Home

Video Prediction with Appearance and Motion Conditions

Yunseok Jang†‡, Gunhee Kim‡ and Yale Song¶

†: University of Michigan, ‡: Seoul National University, ¶: Microsoft AI & Research

Figure 1. Given an input frame (appearance condition), our method generates videos showing different emotions (motion condition). The appearance and motion conditions impose constraints on the future frames. This reduces uncertainty and results in sharper frames compared to the previous approaches.

Abstract:

Video prediction aims to generate realistic future frames by learning dynamic visual patterns. One fundamental challenge is to deal with future uncertainty: How should a model behave when there are multiple correct, equally probable future? We propose an Appearance-Motion Conditional GAN to address this challenge. We provide appearance and motion information as conditions that specify how the future may look like, reducing the level of uncertainty. Our model consists of a generator, two discriminators taking charge of appearance and motion pathways, and a perceptual ranking module that encourages videos of similar conditions to look similar. To train our model, we develop a novel conditioning scheme that consists of different combinations of appearance and motion conditions. We evaluate our model using facial expression and human action datasets and report favorable results compared to existing methods.

Paper:

Video Prediction with Appearance and Motion Conditions

Yunseok Jang, Gunhee Kim and Yale Song

in ICML 2018

[PDF] [Slide] [Poster] [BibTeX]

Approach:

Our goal is to generate a video given an appearance and motion information. We formulate this as learning the conditional distribution p(x|y) where x is a video and y is a set of conditions known to occur. We define two conditioning variables, ya and ym, that encode appearance and motion information, respectively.

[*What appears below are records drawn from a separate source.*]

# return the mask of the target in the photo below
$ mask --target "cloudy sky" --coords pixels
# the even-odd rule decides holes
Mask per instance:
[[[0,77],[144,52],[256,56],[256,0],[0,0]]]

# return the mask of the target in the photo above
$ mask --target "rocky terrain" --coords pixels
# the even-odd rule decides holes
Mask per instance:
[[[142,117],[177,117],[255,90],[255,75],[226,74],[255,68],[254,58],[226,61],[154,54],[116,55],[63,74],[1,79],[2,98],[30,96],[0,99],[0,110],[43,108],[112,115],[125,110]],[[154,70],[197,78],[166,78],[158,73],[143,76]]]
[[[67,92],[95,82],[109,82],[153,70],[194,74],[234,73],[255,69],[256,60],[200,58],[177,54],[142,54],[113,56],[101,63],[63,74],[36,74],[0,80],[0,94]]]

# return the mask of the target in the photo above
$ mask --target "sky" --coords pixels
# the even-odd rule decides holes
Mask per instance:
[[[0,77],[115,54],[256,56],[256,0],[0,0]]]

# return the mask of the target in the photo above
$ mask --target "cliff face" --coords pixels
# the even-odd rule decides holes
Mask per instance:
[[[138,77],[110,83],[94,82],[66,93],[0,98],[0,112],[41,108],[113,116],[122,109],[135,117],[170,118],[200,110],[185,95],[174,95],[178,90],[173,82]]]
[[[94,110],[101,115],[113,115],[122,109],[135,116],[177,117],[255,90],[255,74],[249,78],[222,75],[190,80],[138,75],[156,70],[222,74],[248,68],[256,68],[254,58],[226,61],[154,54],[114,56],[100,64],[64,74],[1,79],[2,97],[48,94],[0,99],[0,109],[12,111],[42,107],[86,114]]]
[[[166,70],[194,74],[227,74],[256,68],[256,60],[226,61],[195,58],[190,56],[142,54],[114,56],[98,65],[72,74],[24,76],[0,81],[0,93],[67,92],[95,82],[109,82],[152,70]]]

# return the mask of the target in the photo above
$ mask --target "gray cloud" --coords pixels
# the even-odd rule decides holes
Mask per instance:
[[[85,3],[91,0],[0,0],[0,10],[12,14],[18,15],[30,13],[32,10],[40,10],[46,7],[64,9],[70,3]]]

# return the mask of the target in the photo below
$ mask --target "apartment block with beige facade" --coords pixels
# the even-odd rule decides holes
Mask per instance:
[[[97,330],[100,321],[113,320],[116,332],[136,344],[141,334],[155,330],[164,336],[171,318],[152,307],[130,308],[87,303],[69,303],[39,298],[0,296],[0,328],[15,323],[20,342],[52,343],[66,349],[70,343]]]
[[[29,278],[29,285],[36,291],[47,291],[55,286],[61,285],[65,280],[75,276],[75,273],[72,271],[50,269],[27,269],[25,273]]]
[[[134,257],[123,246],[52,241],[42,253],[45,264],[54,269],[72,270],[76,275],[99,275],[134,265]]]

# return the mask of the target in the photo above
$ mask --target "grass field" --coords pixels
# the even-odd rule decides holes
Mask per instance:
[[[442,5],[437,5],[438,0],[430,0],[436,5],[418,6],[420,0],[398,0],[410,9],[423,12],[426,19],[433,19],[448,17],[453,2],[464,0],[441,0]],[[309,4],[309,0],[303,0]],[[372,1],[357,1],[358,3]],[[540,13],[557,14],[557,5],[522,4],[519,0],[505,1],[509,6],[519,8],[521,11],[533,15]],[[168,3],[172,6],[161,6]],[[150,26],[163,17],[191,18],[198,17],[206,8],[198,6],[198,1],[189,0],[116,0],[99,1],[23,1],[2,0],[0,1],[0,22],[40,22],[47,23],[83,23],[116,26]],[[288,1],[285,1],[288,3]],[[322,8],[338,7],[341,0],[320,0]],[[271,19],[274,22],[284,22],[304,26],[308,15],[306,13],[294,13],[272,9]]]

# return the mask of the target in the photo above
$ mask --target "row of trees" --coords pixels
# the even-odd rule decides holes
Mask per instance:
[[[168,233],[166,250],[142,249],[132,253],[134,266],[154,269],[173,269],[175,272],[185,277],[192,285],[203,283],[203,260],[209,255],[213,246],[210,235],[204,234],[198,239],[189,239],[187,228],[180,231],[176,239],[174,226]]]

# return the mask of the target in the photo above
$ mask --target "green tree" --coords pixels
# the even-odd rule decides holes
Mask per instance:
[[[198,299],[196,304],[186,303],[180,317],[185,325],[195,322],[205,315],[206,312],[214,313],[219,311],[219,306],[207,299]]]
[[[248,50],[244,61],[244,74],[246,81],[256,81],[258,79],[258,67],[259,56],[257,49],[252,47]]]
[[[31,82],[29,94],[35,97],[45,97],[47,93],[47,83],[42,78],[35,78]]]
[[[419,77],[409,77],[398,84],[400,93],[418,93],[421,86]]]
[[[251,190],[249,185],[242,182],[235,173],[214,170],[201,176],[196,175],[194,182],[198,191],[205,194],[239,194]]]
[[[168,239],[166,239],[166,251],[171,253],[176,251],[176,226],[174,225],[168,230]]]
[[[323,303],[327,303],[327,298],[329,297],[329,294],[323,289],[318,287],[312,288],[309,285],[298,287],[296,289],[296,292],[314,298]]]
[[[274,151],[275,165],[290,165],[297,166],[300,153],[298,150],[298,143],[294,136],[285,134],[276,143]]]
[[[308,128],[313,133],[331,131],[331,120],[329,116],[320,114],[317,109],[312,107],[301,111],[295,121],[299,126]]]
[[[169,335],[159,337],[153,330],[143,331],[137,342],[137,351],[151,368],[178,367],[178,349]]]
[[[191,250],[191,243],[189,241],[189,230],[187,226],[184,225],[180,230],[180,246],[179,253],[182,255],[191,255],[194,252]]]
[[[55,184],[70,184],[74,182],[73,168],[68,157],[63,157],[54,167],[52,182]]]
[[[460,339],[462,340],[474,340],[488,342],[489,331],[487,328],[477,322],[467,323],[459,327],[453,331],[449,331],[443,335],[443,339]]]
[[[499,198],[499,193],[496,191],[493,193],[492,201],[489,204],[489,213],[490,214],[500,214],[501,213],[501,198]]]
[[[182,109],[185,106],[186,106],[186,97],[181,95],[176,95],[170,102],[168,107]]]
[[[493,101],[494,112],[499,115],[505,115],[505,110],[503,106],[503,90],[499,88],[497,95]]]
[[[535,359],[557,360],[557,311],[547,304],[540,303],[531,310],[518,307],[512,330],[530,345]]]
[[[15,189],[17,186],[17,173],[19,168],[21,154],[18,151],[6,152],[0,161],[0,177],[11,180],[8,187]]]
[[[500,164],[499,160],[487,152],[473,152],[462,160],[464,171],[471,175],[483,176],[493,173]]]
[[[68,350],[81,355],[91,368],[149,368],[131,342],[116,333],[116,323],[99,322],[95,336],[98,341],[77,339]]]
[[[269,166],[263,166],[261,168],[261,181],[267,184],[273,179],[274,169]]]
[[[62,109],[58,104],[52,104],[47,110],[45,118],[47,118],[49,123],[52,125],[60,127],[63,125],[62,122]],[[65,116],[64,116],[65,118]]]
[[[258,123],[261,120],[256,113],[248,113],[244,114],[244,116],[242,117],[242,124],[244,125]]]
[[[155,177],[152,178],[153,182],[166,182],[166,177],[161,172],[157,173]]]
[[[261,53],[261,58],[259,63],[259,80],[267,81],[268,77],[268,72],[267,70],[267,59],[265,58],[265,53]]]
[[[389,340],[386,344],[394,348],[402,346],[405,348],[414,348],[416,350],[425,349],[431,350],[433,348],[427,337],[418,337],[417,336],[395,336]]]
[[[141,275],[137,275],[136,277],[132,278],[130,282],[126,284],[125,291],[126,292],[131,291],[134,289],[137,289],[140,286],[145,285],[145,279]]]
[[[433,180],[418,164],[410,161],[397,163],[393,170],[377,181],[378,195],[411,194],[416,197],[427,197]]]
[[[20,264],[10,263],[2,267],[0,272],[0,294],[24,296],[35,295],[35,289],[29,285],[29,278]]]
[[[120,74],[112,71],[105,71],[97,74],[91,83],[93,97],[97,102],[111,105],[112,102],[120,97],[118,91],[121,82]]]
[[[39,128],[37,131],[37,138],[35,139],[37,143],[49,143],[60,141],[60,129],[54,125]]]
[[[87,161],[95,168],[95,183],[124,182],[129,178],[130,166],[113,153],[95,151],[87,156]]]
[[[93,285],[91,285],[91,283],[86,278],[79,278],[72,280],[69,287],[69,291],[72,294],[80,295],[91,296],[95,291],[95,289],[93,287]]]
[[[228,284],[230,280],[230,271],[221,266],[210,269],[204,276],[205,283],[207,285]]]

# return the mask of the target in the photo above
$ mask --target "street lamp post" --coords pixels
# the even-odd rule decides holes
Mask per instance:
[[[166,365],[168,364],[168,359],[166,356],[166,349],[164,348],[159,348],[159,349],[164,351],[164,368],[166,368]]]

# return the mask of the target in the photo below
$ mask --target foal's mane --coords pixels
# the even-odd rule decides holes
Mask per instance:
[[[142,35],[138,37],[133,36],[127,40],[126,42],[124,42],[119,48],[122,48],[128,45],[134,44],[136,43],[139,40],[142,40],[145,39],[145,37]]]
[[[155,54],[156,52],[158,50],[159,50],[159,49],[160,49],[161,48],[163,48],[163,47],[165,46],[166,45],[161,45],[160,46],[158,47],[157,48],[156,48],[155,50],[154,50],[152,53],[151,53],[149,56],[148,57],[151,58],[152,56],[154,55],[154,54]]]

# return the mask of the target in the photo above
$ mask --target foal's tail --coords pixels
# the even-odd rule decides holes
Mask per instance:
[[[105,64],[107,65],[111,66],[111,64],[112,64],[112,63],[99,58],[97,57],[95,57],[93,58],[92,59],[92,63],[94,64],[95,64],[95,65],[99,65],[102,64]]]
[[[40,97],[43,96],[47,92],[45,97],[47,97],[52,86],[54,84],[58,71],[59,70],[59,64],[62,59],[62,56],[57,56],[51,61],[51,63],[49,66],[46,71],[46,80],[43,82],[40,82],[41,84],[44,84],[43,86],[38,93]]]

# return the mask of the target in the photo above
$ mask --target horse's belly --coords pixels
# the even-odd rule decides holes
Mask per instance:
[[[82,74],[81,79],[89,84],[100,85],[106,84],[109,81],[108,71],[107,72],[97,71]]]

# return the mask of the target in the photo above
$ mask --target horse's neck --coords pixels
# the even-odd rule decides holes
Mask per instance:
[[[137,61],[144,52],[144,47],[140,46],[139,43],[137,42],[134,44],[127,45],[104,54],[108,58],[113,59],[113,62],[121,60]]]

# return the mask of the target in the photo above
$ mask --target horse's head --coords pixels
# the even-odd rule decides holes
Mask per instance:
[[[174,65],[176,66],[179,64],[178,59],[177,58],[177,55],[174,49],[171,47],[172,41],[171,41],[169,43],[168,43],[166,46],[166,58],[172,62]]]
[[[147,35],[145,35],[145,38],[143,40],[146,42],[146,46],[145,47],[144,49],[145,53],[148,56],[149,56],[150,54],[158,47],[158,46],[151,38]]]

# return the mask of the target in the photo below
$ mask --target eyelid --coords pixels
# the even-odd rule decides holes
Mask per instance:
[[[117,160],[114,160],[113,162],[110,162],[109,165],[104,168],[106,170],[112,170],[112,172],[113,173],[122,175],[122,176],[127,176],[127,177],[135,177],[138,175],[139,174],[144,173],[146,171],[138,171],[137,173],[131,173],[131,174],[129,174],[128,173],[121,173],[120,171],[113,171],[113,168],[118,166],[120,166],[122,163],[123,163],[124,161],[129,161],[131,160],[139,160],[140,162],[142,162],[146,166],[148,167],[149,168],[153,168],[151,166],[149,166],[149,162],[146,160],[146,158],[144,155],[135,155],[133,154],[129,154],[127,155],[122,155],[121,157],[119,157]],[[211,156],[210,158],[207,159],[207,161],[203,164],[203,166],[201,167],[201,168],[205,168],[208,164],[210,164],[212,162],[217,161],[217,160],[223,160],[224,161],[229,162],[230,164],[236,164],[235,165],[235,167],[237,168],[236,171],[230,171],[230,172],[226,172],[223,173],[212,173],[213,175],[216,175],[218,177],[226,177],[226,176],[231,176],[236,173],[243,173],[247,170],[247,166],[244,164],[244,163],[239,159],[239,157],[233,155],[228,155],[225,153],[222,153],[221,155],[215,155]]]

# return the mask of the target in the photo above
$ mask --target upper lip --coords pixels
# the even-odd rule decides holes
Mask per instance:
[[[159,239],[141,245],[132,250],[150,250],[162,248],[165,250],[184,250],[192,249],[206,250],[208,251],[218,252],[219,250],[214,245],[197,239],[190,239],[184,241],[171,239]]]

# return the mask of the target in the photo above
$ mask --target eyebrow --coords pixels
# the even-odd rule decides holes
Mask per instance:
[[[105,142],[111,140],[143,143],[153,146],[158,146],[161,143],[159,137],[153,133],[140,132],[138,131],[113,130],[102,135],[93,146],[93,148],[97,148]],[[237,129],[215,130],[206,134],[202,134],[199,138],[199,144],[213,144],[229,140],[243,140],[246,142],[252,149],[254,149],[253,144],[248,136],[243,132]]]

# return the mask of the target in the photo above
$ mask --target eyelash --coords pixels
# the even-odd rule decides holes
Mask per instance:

We propose an Appearance-Motion Conditional GAN, shown in below. The generator G (marked as blue box) seeks to produce realistic future frames. The two discriminator networks (marked as orange box) attempt to distinguish the generated videos from the real ones: The appearance discriminator checks if individual frames look realistic given appearance condition, the motion discriminator checks if a video contains realistic motion given motion condition. Note that either discriminator alone would be insufficient to achieve our goal: without the appearance discriminator, a generated video may have inconsistent visual appearance across frames, without motion discriminator, a generated video may not depict the motion we intend to hallucinate.

Datasets:

(1) MUG Facial Expression dataset

The MUG dataset contains 931 video clips performing six basic emotions (anger, disgust, fear, happy, sad, surprise). We preprocess it so that each video has 32 frames with 64 x 64 pixels. We use 11 facial landmark locations (2, 9, 16, 20, 25, 38, 42, 45, 47, 52, 58th) as keypoints for each frame, detected using the OpenFace toolkit.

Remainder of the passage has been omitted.